Hace trescientos años un pequeño grupo de peregrinos ingleses aterrizó en la región con la esperanza de poner en práctica una manera de entender la religión más libre. De ahí surgió Eleutera, que significa libertad en griego. Si buscas tranquilidad y calma has ido a parar al lugar adecuado. No hay que abandonar la isla sin visitar la cueva del Predicador, en la que sorprende la existencia de una capilla medio salvaje.
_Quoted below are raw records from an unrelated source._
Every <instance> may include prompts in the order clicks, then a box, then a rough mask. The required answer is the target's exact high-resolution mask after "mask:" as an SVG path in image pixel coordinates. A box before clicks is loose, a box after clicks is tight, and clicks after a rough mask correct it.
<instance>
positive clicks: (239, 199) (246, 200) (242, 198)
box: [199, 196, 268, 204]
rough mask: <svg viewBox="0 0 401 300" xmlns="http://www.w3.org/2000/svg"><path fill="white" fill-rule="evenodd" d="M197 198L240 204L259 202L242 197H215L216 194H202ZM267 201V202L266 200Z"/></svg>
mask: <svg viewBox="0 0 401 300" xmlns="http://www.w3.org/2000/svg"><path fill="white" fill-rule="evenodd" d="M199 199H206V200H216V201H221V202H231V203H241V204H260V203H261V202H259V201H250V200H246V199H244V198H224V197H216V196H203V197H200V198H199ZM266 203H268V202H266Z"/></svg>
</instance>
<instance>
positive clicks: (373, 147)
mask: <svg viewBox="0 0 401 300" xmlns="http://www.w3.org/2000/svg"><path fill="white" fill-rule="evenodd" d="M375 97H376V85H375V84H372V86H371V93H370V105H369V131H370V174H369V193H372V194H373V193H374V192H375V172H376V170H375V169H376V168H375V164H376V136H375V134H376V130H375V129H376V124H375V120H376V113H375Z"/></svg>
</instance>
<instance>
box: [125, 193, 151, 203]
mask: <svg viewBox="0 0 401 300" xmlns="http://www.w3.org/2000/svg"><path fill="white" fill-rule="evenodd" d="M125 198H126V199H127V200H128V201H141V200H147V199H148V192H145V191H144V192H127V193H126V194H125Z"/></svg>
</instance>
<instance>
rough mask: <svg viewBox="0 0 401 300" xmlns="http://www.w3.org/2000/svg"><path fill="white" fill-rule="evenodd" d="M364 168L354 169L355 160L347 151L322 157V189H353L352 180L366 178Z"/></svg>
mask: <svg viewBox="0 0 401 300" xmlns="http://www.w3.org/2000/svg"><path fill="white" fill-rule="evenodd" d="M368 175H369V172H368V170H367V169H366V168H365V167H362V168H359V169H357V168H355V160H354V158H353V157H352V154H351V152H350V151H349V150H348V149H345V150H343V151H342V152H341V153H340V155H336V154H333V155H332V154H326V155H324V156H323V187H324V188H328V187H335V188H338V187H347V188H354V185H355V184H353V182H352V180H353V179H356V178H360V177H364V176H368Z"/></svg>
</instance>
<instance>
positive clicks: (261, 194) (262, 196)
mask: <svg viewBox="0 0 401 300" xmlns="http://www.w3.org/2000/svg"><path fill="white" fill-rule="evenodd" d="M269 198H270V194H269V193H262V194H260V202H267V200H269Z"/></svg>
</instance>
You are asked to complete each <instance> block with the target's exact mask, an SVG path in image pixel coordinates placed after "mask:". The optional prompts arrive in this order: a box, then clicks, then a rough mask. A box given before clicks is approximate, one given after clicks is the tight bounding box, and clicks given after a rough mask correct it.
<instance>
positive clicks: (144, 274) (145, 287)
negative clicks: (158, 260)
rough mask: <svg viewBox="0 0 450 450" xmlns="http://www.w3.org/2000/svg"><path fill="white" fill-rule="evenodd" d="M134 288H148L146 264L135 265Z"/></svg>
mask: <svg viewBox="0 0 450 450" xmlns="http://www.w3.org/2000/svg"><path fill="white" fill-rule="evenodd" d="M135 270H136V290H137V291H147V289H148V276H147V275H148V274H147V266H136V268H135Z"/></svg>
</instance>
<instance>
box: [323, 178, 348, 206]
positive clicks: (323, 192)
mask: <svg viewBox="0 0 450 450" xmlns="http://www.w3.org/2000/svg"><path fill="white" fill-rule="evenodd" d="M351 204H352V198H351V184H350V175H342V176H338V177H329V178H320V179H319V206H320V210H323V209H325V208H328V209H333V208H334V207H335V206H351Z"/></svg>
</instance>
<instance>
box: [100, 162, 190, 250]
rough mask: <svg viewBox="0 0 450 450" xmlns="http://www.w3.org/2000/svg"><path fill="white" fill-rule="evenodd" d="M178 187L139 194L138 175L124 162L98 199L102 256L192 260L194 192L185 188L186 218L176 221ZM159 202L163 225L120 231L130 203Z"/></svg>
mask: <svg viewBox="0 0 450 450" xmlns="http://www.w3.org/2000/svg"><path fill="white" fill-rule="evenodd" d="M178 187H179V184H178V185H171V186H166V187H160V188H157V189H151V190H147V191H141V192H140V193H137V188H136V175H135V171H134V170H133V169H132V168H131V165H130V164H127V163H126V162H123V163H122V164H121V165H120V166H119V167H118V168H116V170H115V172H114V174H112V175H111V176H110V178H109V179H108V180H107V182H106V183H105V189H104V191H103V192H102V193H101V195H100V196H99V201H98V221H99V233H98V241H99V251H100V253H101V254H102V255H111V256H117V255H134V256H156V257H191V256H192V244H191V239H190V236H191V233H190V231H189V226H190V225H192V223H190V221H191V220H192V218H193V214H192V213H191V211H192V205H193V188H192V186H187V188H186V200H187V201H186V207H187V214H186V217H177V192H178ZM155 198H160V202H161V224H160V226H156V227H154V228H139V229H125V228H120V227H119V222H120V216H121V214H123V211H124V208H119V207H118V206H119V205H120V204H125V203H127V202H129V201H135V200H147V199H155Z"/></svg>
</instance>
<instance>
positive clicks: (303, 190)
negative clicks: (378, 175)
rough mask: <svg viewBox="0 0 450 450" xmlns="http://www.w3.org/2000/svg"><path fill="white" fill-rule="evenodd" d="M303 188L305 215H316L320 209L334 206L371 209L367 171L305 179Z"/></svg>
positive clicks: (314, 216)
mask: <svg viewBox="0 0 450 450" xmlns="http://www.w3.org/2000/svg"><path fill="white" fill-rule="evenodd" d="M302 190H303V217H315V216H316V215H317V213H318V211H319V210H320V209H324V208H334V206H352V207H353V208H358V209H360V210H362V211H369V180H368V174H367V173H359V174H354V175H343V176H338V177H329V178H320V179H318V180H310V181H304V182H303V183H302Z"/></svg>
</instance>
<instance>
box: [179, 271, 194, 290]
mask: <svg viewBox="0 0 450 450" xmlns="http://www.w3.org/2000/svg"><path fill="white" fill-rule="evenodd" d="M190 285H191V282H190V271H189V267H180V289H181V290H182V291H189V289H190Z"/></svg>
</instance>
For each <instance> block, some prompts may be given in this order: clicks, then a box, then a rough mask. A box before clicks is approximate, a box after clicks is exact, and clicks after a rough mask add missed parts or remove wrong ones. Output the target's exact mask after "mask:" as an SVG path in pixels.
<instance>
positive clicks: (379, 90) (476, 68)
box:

Inútil es proseguir sin permanecer, aunque sea unas horas, en la isla del Gato, cuyo nombre se debe a un famoso pirata británico, Arthur Catt, pero también a las hordas de gatos salvajes que los ingleses encontraron en este islote cuando desembarcaron en sus costas en el siglo XVI. La leyenda cuenta que estos animales son los descendientes de los huérfanos que dejaron los colonos españoles que huyeron en busca de oro a Sudamérica. San Salvador es otro de los grandes tesoros que esconde este país. De hecho, fue la primera de las islas que piso Cristóbal Colón cuando inició su conquista de Las Américas en 1492. De ella sólo pudo decir una cosa: "La belleza de esta isla supera a la de otras tal y como el día supera en esplendor a la noche".

Las islas de la Inagua
En el caso de las islas de la Inagua, que deben su nombre a la iguana, su mayor riqueza no es su variedad sino la sal. La mayor compañía de la región produce más de medio millón de kilos al año, convirtiéndose en la segunda salina solar en América del Norte. Resulta especialmente fascinante observar cómo los nativos trabajan este producto. Muy cerca se encuentra la isla de Acklins, una de las menos conocidas de las Bahamas, lo que se debe, en parte, a su terreno, plagado de formaciones rocosas, que permitió que piratas y bucaneros establecieran en ella sus centros de operaciones, concediéndole una reputación más que dudosa. Su mayor atractivo radica en la gran cantidad de tortugas que alberga y que llega a resultar hasta molesta.

Poner el pie en la isla de Crooked es como entrar en un jardín en el que se han reunido las más increíbles fragancias del mundo. Tranquila y remota, en ella se pueden encontrar numerosos ejemplares de aves salvajes. Los habitantes de esta región son descendientes de esclavos y su filosofía de la vida, "el amo proveerá", sigue siendo un ejemplo de la tradición que existió. El día a día es intuitivo. Una madera, una espina y poco más pueden servir para crear un instrumento cuyos sonidos, únicos en el mundo, acompañarán las noches calurosas.

En definitiva, Las Bahamas nos ofrecen una manera de ver la vida basada en la improvisación que nos aleja de los convencionalismos para llevarnos a un mundo salvaje del que podemos aprender tan sólo en el caso de que seamos capaces de no dejarnos guiar por un turismo fácil.